“Caminhos iguais já não me servem mais. Desculpem-me as estradas de mão única, mas não me resumo apenas a mais um carro no meio da rodovia.
E em um caminho tão tumultuado, sobressaltou-se em meio a todos aqueles carros iguais e músicas monótonas, alguém que insistiu em chamar minha atenção. Não alguém comum. Não como esses que se destacam e depois não passam de mais um rostinho bonitinho avistado ao longo do dia. E, coincidentemente, aquele não foi mais um dia igual, com pessoas, iguais, carros iguais, e conversas iguais.

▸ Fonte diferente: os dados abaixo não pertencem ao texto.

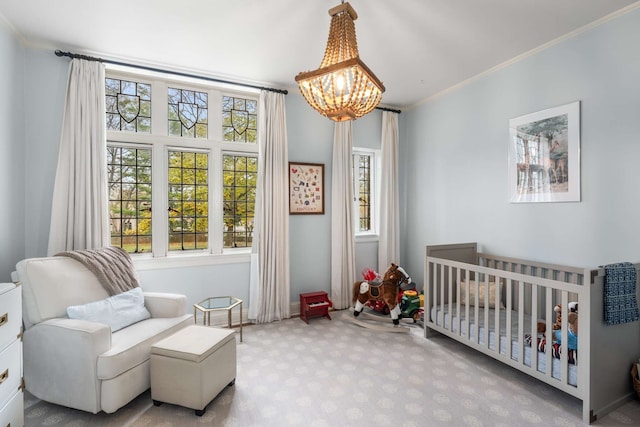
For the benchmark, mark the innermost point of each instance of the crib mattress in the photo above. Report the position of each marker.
(443, 315)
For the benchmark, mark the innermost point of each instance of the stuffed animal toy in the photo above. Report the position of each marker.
(572, 321)
(558, 324)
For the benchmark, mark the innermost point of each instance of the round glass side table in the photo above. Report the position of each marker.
(211, 304)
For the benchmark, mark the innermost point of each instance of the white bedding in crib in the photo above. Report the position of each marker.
(515, 345)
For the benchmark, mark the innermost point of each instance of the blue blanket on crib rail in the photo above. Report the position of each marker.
(620, 303)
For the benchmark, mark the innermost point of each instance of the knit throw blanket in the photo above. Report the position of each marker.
(112, 266)
(620, 304)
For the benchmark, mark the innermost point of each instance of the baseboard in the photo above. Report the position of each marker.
(612, 406)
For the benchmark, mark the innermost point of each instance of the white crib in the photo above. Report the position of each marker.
(480, 299)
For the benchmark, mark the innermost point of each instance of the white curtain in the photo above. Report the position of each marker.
(269, 277)
(389, 242)
(79, 213)
(343, 264)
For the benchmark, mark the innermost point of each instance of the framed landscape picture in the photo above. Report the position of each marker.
(306, 188)
(544, 156)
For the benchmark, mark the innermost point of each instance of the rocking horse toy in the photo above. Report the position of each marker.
(387, 291)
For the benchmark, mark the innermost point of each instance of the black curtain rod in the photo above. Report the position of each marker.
(389, 109)
(177, 73)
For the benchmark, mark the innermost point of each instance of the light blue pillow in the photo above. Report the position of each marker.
(118, 311)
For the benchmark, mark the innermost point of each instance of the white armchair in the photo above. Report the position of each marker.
(79, 363)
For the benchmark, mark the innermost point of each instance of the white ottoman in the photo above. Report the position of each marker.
(190, 367)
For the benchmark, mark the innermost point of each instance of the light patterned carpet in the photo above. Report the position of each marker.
(334, 373)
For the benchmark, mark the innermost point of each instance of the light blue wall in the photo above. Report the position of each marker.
(12, 145)
(453, 152)
(456, 152)
(43, 77)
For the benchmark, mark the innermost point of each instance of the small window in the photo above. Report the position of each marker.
(363, 190)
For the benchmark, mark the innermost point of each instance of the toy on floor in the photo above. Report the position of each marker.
(387, 291)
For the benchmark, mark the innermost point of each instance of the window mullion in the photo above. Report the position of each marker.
(160, 222)
(216, 223)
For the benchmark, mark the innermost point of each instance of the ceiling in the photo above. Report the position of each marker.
(418, 48)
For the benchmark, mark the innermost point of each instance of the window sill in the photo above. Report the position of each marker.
(367, 238)
(147, 262)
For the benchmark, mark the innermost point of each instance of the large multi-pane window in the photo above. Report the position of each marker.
(200, 149)
(129, 178)
(188, 200)
(240, 174)
(363, 190)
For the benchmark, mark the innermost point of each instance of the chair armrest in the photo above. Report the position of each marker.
(161, 304)
(57, 353)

Porque, diferentemente das outras pessoas, das outras músicas, dos outros carros na estrada, você não se resumiu a mais um carro que passa despercebido pela trajetória do amor. Mas estávamos ali, eu e você, não juntos, mas unidos. Com meu fone de ouvido, eu fugia de toda a decadência musical que assombrava aquele dia; e com os meus olhos colados nos teus, eu fugia de todas as imagens desnecessários, de todas as pessoas incompreensíveis, e de todos os problemas que me atormentavam. Porque mesmo não querendo, você era diferente, não dos outros, mas pra mim. Lembrei-me então de quantas vezes havia dito pra mim mesma: “Esse é diferente. Tem que ser”. Acontece que isso só ficava na teoria mesmo, porque na prática, ninguém, tecnicamente, era diferente; como o Pedro, que eu havia conhecido na praia, o Lucas, do aniversário da minha prima, o Fulano, o Cicrano, e uns ou outros que nem sequer consegui lembrar o nome. Mas ali era você, não eles. E porque, pelo menos uma vez, alguém não poderia ser diferente? E porque esse alguém não poderia ser você? Porque era tão difícil que eu pudesse dar a volta e ir atrás de você, com você? Porque eu tinha que ser só mais um carro na contra-mão, com minhas curvas tão erradas? “Que amor que nada, é puro drama”. Talvez fosse, talvez não. Mas naquele congestionamento de quilômetros, ninguém tinha cabeça pra pensar nisso, exceto eu. Porque, afinal, você também poderia olhar pra mim e pensar:”Olha, uma garotinha com fone de ouvidos”. ,E enquanto a vida passava, estacionei meu carro e fiquei te olhando viver, não como um carro qualquer na estrada, mas como um carro no qual eu jamais poderia entrar.”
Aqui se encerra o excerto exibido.